The United States, Kennedy said, "must attempt to strengthen the non-Batista democratic anti-Castro forces in exile, and in Cuba itself, who offer eventual hope of overthrowing Castro. Thus far these fighters for freedom have had virtually no support from our government."

Meanwhile, the United States has recalled its ambassador to Cuba, Philip Bonsal, for "an extended period of consultation," the State Department announced, reports today said.

In Moscow, Premier Nikita Khrushchev said his country possessed submarines that could fire nuclear warheads at the United States. The U.S. Navy said it was still far ahead in nuclear submarine development.

At a US submarine manufacturing facility in Groton, Conn., three young pacifists boarded two Polaris submarines. The men were members of the Committee for Non-Violent Action. The group is opposed to "war, military power and preparation of war by the Communists and the Western powers," one of its members said.

In New York, Admiral Arthur Radford, former chairman of the Joint Chiefs of Staff and a national security advisor to the Nixon campaign, said Sen. Kennedy's position on Quemoy and Matsu, the islands in contention between Red China and Taiwan, could lead to war.

"Unless Kennedy changes his basic position on Quemoy and Matsu we might have a war on our hands in the Pacific. Mr. Kennedy has given the Communists reason to suspect that he will not defend the islands. They would try us out as they did in Korea. We would have no alternative to war if the offshore islands were attacked."

A prominent Negro clergyman, Rev. Dr. Gardner Taylor, criticized Henry Cabot Lodge, the Republican candidate for Vice President, for pledging to include a Negro in a Republican Cabinet.
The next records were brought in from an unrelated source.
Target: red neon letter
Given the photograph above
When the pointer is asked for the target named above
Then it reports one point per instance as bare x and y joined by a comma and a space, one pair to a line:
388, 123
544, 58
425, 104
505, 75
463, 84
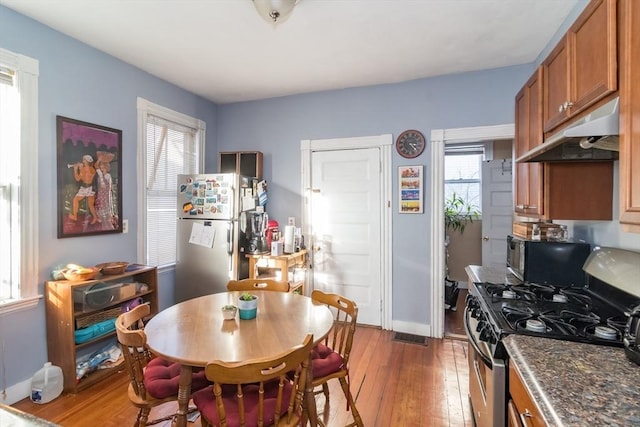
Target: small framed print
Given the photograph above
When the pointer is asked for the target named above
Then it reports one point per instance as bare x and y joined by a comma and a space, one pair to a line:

"I would believe more him his good taste and his determination to do this if his speech had been made in a place other than Harlem -- in some neutral territory. ... I would like to see selections for the Cabinet made without considerations of race. However, selections have been made for so long with race as a negative factor that it might be well to have considerations of race viewed as a positive factor."